In my webservice, I need to place some HTTP calls. Is it possible to do some connection pooling, like I do JDBC connection pooling?

In the Admin Console of GlassFish I see the configuration items Connector Connection Pool and Connector Resources. Can I use these?

A: 

This blog post and whitepaper on GlassFish Performance Tuning may help:

John Clingan GlassFish Group Product Manager Sun Microsystems

John Clingan
From what I can see, that blog post is about HTTP-listeners, as in HTTP server. I need something for an HTTP client.
doekman
+1  A: 

No. For HTTP you don't actually need connection pooling (except if you are a browser). A HTTP connection is much cheaper than a database connection.

However, You can use a custom resource, so you can configure the connection in JNDI. This article helped me out. There are also three follow up posts.

doekman
What is it about being a browser that makes you need a connection pool where other HTTP clients do not?
slim
+2  A: 

doekman's answer is one possible approach.

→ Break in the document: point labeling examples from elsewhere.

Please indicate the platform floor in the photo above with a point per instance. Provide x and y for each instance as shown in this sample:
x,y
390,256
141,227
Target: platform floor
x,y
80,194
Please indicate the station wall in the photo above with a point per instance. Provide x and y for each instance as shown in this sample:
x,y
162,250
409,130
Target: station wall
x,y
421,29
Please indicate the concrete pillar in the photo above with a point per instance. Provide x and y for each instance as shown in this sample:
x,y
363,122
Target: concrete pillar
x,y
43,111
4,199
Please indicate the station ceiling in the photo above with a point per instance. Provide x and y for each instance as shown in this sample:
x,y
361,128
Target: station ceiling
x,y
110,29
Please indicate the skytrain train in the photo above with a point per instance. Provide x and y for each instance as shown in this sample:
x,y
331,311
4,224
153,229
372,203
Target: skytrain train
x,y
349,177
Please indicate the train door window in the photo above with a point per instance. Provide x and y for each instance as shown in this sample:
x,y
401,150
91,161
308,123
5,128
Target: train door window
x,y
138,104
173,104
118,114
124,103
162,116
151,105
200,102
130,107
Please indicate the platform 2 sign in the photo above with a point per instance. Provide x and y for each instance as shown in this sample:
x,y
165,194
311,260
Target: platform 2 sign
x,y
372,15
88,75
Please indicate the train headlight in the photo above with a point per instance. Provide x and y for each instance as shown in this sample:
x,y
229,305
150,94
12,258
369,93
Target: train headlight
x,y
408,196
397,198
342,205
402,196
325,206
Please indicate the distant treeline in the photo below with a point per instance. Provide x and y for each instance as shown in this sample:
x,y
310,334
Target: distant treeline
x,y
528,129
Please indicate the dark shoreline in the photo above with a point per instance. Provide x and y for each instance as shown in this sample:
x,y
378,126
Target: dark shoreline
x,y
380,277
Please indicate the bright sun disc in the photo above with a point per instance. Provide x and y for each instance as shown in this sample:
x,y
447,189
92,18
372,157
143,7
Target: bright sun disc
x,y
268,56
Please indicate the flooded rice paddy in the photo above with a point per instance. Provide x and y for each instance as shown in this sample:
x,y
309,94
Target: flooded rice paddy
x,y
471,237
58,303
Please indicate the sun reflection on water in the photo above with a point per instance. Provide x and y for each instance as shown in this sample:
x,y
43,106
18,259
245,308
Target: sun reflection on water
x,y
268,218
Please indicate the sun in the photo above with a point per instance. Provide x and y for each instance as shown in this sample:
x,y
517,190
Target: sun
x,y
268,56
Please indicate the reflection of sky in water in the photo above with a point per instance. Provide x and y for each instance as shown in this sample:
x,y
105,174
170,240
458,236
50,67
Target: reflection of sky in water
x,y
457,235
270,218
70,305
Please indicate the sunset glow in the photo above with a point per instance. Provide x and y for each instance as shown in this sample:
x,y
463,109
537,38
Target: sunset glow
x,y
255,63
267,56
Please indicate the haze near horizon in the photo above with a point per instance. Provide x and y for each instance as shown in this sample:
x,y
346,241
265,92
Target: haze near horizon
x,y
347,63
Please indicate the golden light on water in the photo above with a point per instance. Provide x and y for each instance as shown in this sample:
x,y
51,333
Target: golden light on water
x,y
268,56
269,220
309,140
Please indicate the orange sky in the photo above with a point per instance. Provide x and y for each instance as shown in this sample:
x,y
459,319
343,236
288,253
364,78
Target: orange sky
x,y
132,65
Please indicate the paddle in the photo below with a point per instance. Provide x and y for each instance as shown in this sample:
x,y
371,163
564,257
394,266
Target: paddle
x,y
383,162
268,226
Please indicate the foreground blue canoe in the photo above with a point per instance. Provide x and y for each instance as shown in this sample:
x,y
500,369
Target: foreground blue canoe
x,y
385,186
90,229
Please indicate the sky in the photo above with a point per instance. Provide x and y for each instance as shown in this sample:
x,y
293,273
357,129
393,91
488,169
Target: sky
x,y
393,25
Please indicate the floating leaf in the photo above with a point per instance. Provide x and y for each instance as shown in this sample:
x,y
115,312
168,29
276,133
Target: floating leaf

Over in my company, we just use Apache Commons' HTTPClient library, which has its own connection pool manager. This link below should start you off easy.

http://hc.apache.org/httpclient-3.x/performance.html

It's your own value judgement whether or not you want to pull in another external dependency. Having migrated our applications from Tomcat, we chose to retain the dependency on HTTPClient just 'cos it's easy to use while alleviating the need to build (and maintain) another factory class.